Je me souviens de cette phrase forte : « Au Québec, on est passé d’un peuple de porteurs d’eau à un peuple de constructeurs de barrages ».

Et il vrai que les chantiers hydroélectriques gigantesques (Manic, Baie-James etc.) avec des premières mondiales, ont redonné de la fierté aux Québécois.

Tout comme les jeux olympiques de ’76, le développement économique d’entreprises mondialement reconnues (Québec Inc.), puis l’arrivée du Parti Québécois, même s’il ne contentait pas tout le monde, reflétait cette ferveur qui animait le Québec. Oui on peut dire que c’étaient des années intenses et passionnantes.

Qu’est-ce qui fait qu’une société, à un moment de son histoire, avance, parfois plus qu’une autre, qu’elle semble animée d’une énergie communicative, qu’elle fait l’admiration ou l’envie ?

Et peut-on transposer ça dans une entreprise ?

J’avais l’honneur et le plaisir d’être invité en juillet dernier aux 50 ans du Groupe Le Duff à Rennes, dans les jardins du magnifique siège social.

Les festivités étaient brillamment réglées au millimètre par Edouard de Tinguy. Et oui il y avait des visages épanouis, joyeux, une saine fierté parmi de nombreux invités, membres du Groupe Le Duff, amis et proches. Et il y a avait l’équipe dirigeante, Maryvonne Le Duff, Arnaud Guillou, Philippe Morin et, bien sûr Louis Le Duff, le patron-fondateur qui passait saluer les convives, lorsque le temps lui permettait.

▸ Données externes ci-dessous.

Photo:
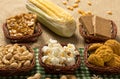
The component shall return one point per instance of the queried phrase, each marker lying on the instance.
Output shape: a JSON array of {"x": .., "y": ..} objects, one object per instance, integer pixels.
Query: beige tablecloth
[{"x": 99, "y": 7}]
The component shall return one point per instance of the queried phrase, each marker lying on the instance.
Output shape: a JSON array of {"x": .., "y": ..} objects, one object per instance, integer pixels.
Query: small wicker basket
[
  {"x": 97, "y": 69},
  {"x": 21, "y": 70},
  {"x": 92, "y": 39},
  {"x": 23, "y": 39},
  {"x": 59, "y": 69}
]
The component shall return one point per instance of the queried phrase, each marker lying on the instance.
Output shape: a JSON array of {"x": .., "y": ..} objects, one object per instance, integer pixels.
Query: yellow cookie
[
  {"x": 94, "y": 46},
  {"x": 105, "y": 52},
  {"x": 96, "y": 60},
  {"x": 114, "y": 45},
  {"x": 114, "y": 62}
]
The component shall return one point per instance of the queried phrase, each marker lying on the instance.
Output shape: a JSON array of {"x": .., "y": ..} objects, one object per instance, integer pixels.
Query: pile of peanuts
[
  {"x": 39, "y": 76},
  {"x": 15, "y": 56},
  {"x": 23, "y": 24}
]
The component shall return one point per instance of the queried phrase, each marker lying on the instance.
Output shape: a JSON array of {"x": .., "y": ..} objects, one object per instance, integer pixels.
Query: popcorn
[
  {"x": 56, "y": 54},
  {"x": 70, "y": 61}
]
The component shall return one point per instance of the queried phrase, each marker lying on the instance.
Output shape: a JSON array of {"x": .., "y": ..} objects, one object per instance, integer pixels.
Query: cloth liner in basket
[
  {"x": 97, "y": 69},
  {"x": 21, "y": 70},
  {"x": 59, "y": 69},
  {"x": 91, "y": 39},
  {"x": 23, "y": 39}
]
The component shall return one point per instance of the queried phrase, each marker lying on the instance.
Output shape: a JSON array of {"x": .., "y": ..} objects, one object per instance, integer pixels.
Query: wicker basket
[
  {"x": 97, "y": 69},
  {"x": 92, "y": 39},
  {"x": 21, "y": 70},
  {"x": 59, "y": 69},
  {"x": 26, "y": 38}
]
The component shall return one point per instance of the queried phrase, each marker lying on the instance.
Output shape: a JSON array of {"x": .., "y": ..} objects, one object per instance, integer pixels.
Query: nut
[
  {"x": 18, "y": 24},
  {"x": 27, "y": 63},
  {"x": 9, "y": 56},
  {"x": 30, "y": 56},
  {"x": 63, "y": 77},
  {"x": 14, "y": 65}
]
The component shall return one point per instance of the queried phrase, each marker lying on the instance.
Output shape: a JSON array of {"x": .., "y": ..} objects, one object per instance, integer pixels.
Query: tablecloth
[
  {"x": 98, "y": 7},
  {"x": 81, "y": 73}
]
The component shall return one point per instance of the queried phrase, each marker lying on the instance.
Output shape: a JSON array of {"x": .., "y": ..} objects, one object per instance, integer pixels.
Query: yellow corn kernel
[{"x": 70, "y": 8}]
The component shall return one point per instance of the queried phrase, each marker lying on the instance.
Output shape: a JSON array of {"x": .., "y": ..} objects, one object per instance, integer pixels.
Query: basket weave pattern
[
  {"x": 21, "y": 70},
  {"x": 98, "y": 69}
]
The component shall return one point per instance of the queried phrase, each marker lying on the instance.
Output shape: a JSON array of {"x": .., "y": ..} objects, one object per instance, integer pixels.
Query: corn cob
[{"x": 53, "y": 17}]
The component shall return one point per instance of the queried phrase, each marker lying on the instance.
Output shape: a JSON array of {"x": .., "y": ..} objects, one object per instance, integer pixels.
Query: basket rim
[
  {"x": 22, "y": 68},
  {"x": 75, "y": 66},
  {"x": 99, "y": 38},
  {"x": 37, "y": 33},
  {"x": 98, "y": 68}
]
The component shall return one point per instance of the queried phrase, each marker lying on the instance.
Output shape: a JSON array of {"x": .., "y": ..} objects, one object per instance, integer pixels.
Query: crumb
[
  {"x": 64, "y": 2},
  {"x": 70, "y": 8},
  {"x": 109, "y": 12},
  {"x": 89, "y": 3},
  {"x": 75, "y": 5}
]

Alors, qu’est-ce qui fait qu’un groupe familial avance ? L’énergie du dirigeant, sa capacité à s’entourer de personnes qui partagent son rêve et contribuent à le réaliser avec lui ? Dernièrement à St-Malo, un cadre du groupe nous confiait ceci : « Un jour Mr Le Duff nous a fixé des objectifs élevés. On les a même jugés un temps inatteignables. Et au final on les a dépassés. Mais on ne les aurait peut-être pas atteints s’il n’avait pas mis la barre aussi haut ». 

Une des clefs des entreprises familiales est bien sûr la transmission, mais pas seulement celle de l’entreprise, des actions, mais aussi et surtout des valeurs qui la compose, de sa culture, afin que le rêve se poursuive.